In the upcoming era of edge computing, the capability of an edge device to perform local and fast training and classification is of increasing need. Indeed, whether it is a health application on a mobile phone, a sensor on a refrigerator, or a camera on a robot vacuum cleaner, a local computation is often desired due to many reasons, such as the need for a quick response time, enhanced security, data privacy, and even profitability concerns.
Whether done in a federation (i.e., Federated Machine Learning) or a centralized manner, having heterogeneity, limited connectivity, and limited hardware resources for such devices is an ongoing challenge that we must address. In fact, one is often faced with contradicting requirements where an edge device has to locally carry out a substantial amount of computation, storage, and communication while adhering to resource constraints such as limited memory, network connectivity, and compute. This is often due to timing or power constraints and increasing amounts of data and available information.
In this blog post, we focus on compute and memory efficient local (i.e., on-device) training of and classification by decision-tree-based ensemble methods, which are the de-facto standard for tabular data. To provide additional context, we invite you to look at our recent blog post discussing bandwidth reduction techniques for federated machine learning.
Decision-tree-based ensemble methods
Indeed, tree-based ensemble methods, such as a Random Forest (RF) and XGBoost, are often used to classify tabular data due to their robustness, ease of use, and generalization properties. In turn, such classification tasks are commonly used as a subroutine in many application domains, such as finance, fraud detection, health care, and intrusion detection. Therefore, such methods’ efficiency and accuracy-to-utility tradeoffs are of major importance.

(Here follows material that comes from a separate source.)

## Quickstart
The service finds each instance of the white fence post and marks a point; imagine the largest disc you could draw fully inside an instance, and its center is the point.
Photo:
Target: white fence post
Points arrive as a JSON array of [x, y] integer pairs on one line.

Let’s focus specifically on RF and XGBoost and understand their advantages:
- RF, arguably the most popular bagging method, grows each decision tree using a random subsample of the data, resulting in different and weakly correlated trees. Then, a majority vote is used to determine the classification. RFs have several advantages, including robustness, fast training, capability to deal with imbalanced datasets, embedded feature selection, handling missing, categorical, and continuous features, and interpretability for advanced human analysis or whenever required by regulations.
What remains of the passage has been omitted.